This work stems from three observations on prior Just-In-Time Software Defect
Prediction (JIT-SDP) models. First, prior studies treat the JIT-SDP problem
solely as a classification problem. Second, prior JIT-SDP studies do not
consider that class balancing processing may change the underlying
characteristics of software changeset data. Third, only a single source of
concept drift, the class imbalance evolution is addressed in prior JIT-SDP
incremental learning models.
We propose an incremental learning framework called CPI-JIT for JIT-SDP.

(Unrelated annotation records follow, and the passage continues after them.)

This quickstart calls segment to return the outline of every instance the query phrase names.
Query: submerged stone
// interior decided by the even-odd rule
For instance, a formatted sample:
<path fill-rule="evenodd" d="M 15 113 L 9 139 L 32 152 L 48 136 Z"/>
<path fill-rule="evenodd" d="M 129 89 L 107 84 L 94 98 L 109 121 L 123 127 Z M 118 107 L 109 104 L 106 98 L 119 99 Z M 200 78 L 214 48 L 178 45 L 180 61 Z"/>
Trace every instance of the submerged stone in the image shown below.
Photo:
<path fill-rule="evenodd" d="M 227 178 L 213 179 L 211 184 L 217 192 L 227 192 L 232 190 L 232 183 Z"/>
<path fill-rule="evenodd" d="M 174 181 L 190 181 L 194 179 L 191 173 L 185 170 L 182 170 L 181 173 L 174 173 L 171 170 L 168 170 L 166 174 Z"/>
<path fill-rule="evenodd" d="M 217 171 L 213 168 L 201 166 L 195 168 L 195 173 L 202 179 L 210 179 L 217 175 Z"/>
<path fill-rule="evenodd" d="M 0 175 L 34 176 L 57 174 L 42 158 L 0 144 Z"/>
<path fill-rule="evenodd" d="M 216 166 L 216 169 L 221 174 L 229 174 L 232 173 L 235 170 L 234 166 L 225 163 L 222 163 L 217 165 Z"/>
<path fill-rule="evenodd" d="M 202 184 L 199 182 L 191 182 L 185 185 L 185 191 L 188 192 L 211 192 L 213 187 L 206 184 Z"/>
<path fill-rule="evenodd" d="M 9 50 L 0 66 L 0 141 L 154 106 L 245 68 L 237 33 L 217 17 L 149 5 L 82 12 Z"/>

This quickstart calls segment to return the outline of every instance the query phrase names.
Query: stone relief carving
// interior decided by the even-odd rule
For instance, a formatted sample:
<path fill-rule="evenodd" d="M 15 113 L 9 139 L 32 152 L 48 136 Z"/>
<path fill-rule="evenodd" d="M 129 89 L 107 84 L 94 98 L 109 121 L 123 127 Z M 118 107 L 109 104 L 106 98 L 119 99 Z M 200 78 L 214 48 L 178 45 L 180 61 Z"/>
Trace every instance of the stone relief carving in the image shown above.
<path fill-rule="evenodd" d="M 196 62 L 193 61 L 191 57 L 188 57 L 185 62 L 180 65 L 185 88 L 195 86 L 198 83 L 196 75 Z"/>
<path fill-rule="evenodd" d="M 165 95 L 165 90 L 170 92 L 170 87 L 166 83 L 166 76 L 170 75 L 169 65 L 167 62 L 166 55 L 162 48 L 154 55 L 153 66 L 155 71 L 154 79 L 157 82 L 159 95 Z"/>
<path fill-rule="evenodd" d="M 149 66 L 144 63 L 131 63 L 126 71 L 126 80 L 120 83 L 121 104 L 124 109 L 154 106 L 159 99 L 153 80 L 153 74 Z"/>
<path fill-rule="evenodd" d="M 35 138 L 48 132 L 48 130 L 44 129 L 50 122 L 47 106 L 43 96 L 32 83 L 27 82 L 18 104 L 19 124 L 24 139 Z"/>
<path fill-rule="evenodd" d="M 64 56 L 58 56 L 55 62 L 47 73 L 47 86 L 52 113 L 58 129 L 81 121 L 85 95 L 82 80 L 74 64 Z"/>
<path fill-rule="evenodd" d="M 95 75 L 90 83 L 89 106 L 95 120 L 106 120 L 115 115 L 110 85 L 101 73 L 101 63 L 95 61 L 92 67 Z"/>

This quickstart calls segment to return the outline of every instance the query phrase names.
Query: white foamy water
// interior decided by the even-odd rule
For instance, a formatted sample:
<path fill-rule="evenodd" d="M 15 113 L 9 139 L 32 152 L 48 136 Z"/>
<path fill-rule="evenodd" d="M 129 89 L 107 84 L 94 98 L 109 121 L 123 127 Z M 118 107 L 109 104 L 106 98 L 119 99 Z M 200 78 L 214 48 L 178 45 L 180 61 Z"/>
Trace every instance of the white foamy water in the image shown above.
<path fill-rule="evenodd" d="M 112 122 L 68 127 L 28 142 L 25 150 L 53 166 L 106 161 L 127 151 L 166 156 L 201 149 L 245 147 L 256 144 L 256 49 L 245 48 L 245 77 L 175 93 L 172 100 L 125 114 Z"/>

First, in addition to a classification modeling component, the framework
includes a time-series forecast modeling component in order to learn temporal
interdependent relationship in the changesets. Second, the framework features a
purposefully designed over-sampling balancing technique based on SMOTE and
Principal Curves called SMOTE-PC. SMOTE-PC preserves the underlying
distribution of software changeset data.
In this framework, we propose an incremental deep neural network model called
DeepICP. Via an evaluation using \numprojs software projects, we show that: 1)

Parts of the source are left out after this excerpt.